My brother messaged me last Friday and I have not replied. I can’t bring myself to return his pleasantries and it just feels false. I’m still struggling to reconcile his decision to abandon his child in favour of his woman. Maybe I should give him an opportunity to explain. But I feel as though it doesn’t matter what he has to say. I’m just not interested. I’ve managed years without him in my life. Do I need him in my life now?

iSlave XR

Imagine. You’re sat talking to someone, at home, work or the pub. You’re watching a movie or a TV show. You’re out for a walk or simply laid in bed. Your screen lights up or you feel the familiar vibration in your pocket. There’s a notification. Someone liked your latest Instagram post or retweeted you. Someone invited you to play Candy Crush on Facebook. A email, spam usually. Or a text from a friend or from work – non urgent; they’d have called, right?

Too often one of the above scenarios has occurred and I’ve instinctively checked my phone. 99% of the time that lit screen or vibration is an irrelevance. A ‘joke’ sent in group chat. A new follower from an account I don’t have anything in common with. Another email from Vue, eBay, Ryanair, Travelodge.

Why am I a slave to my mobile telephone? Granted, the mobile has become an essential life companion. It allows us to keep in touch with loved ones, check the news, access an almost infinite amount of information in a few clicks and capture moments in video or photo format. Want to know what the weather is like tomorrow? There’s a app for that. What’s on at the cinema? Check the app. Who won the big game? “I’ll just check.” The mobile/cell phone has many uses it is a tool for humanity to use to make life that little bit easier and pleasurable. But that’s the crux, isn’t it? It’s a tool for us to use; so why do I – and so many others – dance to it’s tune? Who determines what I do on a day to day or minute to minute basis? I do, or rather I should. Yet moments are interrupted and years of use has conditioned me/us to respond to the urgent appeals of a mobile device.

Your phone should be accessed when you need it.
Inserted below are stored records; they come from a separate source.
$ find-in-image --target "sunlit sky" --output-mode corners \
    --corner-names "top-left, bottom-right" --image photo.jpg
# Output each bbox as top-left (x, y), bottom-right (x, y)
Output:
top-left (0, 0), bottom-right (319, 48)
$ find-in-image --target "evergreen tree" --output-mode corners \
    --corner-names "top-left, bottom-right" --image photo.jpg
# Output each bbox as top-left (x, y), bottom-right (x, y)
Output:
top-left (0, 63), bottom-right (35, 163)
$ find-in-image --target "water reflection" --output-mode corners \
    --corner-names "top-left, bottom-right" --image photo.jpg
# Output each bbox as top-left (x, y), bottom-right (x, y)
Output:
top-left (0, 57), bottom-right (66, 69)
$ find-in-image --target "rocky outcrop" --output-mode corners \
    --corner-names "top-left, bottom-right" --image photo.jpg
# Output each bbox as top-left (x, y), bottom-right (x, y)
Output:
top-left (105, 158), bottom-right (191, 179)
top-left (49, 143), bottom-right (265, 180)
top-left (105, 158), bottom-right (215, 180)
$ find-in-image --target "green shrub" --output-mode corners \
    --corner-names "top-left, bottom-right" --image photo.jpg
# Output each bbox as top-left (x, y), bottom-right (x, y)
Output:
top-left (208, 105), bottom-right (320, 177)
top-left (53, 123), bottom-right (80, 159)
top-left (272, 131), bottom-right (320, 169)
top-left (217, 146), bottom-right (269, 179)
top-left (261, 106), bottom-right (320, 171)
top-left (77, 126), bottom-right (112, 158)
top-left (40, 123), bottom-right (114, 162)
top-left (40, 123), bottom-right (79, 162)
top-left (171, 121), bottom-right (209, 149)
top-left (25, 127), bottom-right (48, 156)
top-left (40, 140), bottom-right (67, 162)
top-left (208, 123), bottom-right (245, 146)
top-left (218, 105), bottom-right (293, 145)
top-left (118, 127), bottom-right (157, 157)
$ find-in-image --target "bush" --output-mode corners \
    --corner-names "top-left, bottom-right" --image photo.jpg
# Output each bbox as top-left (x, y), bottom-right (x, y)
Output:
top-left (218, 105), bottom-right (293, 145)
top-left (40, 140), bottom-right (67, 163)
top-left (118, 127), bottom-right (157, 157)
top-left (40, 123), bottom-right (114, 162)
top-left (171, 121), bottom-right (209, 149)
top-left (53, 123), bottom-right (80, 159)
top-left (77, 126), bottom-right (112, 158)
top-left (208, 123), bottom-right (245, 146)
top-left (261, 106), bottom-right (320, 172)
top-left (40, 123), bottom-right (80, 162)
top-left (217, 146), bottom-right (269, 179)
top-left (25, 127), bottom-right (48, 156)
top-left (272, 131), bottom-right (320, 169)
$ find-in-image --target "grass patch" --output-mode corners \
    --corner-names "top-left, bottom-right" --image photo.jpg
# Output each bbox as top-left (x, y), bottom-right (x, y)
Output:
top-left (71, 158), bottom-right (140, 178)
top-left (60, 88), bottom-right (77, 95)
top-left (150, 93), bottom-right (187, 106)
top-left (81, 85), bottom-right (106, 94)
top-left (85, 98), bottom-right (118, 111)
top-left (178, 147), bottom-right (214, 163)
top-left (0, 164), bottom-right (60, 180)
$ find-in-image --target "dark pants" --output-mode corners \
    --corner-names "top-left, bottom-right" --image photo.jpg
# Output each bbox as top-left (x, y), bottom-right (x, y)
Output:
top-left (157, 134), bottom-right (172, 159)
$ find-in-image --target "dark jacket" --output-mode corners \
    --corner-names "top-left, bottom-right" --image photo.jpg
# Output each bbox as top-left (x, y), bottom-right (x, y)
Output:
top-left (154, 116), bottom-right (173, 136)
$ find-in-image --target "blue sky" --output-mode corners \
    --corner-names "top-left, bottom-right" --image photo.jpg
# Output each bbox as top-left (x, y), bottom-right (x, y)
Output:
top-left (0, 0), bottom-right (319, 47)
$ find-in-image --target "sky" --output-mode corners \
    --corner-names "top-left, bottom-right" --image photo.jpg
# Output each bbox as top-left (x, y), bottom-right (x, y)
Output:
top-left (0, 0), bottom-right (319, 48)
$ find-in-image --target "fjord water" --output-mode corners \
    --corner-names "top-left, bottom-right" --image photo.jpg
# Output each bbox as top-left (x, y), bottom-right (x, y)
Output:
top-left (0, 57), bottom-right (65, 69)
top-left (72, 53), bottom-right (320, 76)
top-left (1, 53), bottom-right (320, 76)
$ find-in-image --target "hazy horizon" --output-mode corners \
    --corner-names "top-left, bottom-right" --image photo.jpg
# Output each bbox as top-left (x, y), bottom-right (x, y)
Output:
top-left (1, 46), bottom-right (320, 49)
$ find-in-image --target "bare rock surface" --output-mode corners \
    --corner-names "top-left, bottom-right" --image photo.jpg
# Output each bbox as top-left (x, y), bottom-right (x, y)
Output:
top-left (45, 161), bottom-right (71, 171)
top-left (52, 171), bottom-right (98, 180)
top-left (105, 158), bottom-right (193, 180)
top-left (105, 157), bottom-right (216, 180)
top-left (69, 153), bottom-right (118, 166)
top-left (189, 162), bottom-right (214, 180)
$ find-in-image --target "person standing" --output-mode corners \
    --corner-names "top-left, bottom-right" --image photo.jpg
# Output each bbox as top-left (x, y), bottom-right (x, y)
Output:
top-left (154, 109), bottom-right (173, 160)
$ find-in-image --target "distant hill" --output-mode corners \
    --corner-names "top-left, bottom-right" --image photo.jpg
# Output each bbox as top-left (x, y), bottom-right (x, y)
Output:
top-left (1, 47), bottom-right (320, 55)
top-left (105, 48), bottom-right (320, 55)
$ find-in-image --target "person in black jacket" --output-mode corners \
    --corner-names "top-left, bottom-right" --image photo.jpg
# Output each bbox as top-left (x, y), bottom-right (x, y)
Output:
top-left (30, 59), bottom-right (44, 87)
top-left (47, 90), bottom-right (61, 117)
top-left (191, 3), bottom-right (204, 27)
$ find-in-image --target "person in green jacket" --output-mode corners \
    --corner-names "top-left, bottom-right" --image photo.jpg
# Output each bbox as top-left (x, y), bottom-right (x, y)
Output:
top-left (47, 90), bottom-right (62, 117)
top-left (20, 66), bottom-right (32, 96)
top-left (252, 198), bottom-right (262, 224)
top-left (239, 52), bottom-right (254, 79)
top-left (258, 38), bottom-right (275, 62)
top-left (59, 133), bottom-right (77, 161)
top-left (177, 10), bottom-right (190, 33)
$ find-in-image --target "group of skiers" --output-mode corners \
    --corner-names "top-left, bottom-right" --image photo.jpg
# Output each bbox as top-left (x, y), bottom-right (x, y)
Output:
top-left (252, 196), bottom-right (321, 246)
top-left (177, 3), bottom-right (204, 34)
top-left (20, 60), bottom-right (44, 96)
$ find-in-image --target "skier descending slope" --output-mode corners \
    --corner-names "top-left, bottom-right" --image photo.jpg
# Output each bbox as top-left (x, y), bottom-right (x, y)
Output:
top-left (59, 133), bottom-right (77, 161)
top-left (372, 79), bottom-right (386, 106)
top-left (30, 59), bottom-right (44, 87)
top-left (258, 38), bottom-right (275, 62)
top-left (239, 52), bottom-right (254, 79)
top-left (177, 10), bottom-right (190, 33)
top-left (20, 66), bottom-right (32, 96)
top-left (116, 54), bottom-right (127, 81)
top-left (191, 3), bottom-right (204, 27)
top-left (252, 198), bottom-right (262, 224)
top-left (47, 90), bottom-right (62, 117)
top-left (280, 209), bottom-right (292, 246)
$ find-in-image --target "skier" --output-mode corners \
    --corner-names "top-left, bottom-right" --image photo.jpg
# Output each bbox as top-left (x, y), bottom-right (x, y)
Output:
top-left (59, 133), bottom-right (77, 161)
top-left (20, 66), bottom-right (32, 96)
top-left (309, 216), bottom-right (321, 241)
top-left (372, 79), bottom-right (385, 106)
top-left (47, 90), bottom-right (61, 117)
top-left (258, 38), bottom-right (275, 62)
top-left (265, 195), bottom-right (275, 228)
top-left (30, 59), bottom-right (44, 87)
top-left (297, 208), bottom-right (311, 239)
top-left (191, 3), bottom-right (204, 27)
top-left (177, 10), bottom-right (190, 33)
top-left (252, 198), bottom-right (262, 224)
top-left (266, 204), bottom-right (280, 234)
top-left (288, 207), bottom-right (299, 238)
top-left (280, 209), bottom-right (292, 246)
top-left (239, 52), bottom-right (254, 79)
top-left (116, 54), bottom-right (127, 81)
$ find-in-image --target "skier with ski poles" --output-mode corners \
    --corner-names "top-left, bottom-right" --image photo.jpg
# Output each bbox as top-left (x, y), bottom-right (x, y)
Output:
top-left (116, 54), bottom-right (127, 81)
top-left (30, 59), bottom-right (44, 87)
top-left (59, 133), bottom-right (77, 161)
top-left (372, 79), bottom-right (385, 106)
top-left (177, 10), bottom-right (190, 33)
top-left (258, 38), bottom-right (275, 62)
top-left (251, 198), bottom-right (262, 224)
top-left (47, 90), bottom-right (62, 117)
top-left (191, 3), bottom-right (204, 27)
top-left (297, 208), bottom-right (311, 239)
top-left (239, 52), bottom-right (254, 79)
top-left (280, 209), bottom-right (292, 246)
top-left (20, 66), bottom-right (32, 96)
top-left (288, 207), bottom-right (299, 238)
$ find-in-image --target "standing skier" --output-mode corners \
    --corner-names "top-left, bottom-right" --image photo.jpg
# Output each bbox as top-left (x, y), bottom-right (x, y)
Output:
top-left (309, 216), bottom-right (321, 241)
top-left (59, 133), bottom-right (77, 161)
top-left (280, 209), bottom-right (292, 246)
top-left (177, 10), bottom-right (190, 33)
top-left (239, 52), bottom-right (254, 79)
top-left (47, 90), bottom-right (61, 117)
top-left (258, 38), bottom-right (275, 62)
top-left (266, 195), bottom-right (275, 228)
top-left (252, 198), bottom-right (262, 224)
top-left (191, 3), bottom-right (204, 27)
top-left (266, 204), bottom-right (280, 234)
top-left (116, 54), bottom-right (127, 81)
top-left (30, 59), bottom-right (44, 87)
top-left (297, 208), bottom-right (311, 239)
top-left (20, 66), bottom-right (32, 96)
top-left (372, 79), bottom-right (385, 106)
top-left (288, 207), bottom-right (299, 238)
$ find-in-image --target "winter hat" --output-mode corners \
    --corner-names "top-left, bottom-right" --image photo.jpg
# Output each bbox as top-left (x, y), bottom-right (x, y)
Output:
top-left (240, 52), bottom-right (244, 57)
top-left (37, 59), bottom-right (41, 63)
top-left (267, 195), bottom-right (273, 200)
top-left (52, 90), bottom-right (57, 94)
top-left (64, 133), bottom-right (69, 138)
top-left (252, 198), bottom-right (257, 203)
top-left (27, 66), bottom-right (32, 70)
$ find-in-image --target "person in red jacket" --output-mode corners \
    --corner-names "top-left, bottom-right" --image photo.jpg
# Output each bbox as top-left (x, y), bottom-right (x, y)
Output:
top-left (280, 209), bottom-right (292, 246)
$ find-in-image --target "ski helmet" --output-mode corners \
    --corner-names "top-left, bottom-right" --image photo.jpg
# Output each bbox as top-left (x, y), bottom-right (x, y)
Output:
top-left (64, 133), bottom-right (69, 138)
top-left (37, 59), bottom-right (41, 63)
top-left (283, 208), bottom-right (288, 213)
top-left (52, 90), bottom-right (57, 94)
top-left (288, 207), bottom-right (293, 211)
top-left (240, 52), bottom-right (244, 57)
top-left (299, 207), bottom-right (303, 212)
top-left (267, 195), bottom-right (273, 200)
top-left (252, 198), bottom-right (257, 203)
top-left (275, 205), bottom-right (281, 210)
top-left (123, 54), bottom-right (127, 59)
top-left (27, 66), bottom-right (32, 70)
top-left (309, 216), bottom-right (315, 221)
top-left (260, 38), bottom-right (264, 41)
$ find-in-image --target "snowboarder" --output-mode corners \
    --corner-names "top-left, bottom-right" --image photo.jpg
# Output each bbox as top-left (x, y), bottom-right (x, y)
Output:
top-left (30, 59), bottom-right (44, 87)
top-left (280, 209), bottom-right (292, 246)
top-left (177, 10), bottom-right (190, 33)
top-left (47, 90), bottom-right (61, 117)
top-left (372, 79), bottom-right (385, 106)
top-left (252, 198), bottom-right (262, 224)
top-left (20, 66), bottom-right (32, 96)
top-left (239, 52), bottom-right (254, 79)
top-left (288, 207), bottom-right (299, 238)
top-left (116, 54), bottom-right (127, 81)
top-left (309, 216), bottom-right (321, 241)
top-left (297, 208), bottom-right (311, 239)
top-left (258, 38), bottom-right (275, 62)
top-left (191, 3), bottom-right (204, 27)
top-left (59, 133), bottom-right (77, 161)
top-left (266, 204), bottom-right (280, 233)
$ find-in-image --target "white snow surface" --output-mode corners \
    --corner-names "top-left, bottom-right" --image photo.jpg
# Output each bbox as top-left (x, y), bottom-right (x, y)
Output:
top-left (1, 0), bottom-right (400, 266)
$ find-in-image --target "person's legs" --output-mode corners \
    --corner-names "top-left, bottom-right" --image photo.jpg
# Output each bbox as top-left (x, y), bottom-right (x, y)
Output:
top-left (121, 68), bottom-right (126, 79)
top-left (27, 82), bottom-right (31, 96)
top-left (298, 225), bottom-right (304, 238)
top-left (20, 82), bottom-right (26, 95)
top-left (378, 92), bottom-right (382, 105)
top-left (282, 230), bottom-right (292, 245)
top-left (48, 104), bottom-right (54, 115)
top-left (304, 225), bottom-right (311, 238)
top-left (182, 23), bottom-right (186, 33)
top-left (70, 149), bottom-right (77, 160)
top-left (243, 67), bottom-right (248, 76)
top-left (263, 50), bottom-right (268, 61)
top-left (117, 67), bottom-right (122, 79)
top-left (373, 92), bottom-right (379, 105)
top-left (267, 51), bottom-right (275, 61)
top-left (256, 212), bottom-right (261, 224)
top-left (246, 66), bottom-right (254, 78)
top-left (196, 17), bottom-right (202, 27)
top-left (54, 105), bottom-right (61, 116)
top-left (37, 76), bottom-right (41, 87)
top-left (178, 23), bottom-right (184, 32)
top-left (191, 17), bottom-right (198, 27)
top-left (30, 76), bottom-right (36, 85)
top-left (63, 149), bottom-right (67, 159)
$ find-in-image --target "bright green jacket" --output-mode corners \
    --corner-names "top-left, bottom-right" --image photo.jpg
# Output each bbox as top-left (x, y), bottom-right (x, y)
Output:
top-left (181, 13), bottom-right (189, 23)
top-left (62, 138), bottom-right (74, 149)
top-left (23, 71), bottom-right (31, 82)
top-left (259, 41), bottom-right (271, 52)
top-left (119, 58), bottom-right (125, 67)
Your phone should not be accessing you when it needs you.

So a few days ago I turned off all notifications. Texts, gone. Whatsapp, finished. Email, ended. Facebook, Twitter, Instagram, off. I left on telephone calls for emergencies. It’s liberating. I feel more in the moment and I have managed to sit through a show without the temptation of interruption. If I want to see what’s going on in the world I choose to do so rather than an inanimate object telling me it’s time to see what’s going on out there.

The end result is a boost to my mental well-being. I’m no longer drawn in to checking my social media accounts when my phone flashes. I’ve even – and this rarely happened before – forgotten where I put my phone! My screen time is down 21%. I’m using my phone less. And I haven’t missed anything. The emails still arrive. The text messages and ‘jokes’ in Whatsapp too. When someone likes my latest Facebook photo I still get to see who it was and I still get to see the comments. But I do it in my time when I want to and not at the say so of a piece of technology.

Anger management

July ended with Tom being spoken to by the early intervention team in relation to his angry outbursts. Listening to him talk frankly with the worker about anger and frustration got me thinking. I saw so many similarities between us. Did he get it from me? Am I the cause? Is it inherited?

Tom explained that his anger come from frustration and he feels like a stick of dynamite with a very short fuse. His anger results in things being broken. Phones, TVs, laptops, doors, walls. Things get punched; that’s his outlet. It was sad to listen to. Why does my child behave like this? Who is at fault here? Me, his Mam, anyone?

He talked about anger at school and stated that his outbursts do not occur in the classroom but in the schoolyard. Interestingly, his anger doesn’t manifest in my company. Tom said that this is because there is nothing which frustrates him when he is with me but I have a different theory. A theory of consequence and boundaries.

He knows that if he acts up with me he will be told off. There will be consequences for his behaviour. In a classroom of twenty-five children his behaviour is noticed more than in a schoolyard of five hundred children. He can get away with it in the schoolyard and he can, it seems, get away with it at home. He cannot escape notice in the classroom so he may get in trouble. He also gets into trouble if he plays up with me.

Which asks the question. Is this issue with him or with those who allow his behaviour. What boundaries are being set? Is he informed about what is and isn’t acceptable behaviour. As he works more with professionals to combat his anger issues perhaps these questions shall be answered.